President Joe Biden on Tuesday will sign a series of executive orders that are intended to advance racial equity, including action to phase out the federal use of private prisons.
Mr. Biden is expected to sign four orders in the afternoon, administration officials said. He will also deliver remarks on the need to address inequities in the country’s social and economic systems.
“America has never lived up to its founding promise of equality for all, but we’ve never stopped trying,” the president tweeted Tuesday morning. “Today, I’ll take action to advance racial equity and push us closer to that more perfect union we’ve always strived to be.”
Senior administration officials said Mr. Biden will sign a mandate directing the Department of Housing and Urban Development to examine housing policies that disproportionately impact people of colour. And he will take action to end the Justice Department’s use of private prisons in a return to an Obama-era policy. Another action calls on the federal government to consult with Native American and Alaska Native tribes as it develops policy.
He will also issue a presidential memorandum disavowing racism and xenophobia that will be directed at Asian Americans amid the coronavirus pandemic, officials said.
Mr. Biden will call on the Justice Department to bolster its prevention of hate crimes against Asian Americans and Pacific Islanders.
Since taking office last week, Mr. Biden has signed a flurry of executive actions that range from steps to tackle the coronavirus to reinstating Obama-era initiatives such as U.S. participation in the Paris Climate Accord.
Mr. Biden also rescinded some of former President Donald Trump’s policies, including a ban on travel to the U.S. for residents of several Muslim-majority and other countries, and Mr.
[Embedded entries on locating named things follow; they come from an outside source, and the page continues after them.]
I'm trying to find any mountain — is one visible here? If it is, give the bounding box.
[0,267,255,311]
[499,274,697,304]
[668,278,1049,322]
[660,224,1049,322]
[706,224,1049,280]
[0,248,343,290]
Biden revoked a permit approved by the Trump administration for the Keystone XL oil pipeline.
Mr. Biden’s initial moves have also signaled an immediate shift away from the Trump administration’s approach to issues of race.
On his first day in office, Mr. Biden revoked an order signed by Mr. Trump barring agencies and federal contractors from engaging in diversity and inclusion training that explored systemic racism and privilege. Mr. Biden also dissolved the 1776 commission, a panel stood up by Mr. Trump that called for a “patriotic education” and critiqued efforts by some schools to bolster their curriculum around the legacy of slavery.
Addressing racial inequities became a prominent theme of Mr. Biden’s campaign following the killing of George Floyd by police officers and subsequent protests across the country.
On Tuesday, administration officials said, Mr. Biden will order his attorney general not to renew Justice Department contracts with privately operated prisons and detention facilities. President Barack Obama’s Justice Department in 2016 announced a similar plan to phase out the use of private prisons, saying those facilities had more safety and security problems than those run by the U.S. government.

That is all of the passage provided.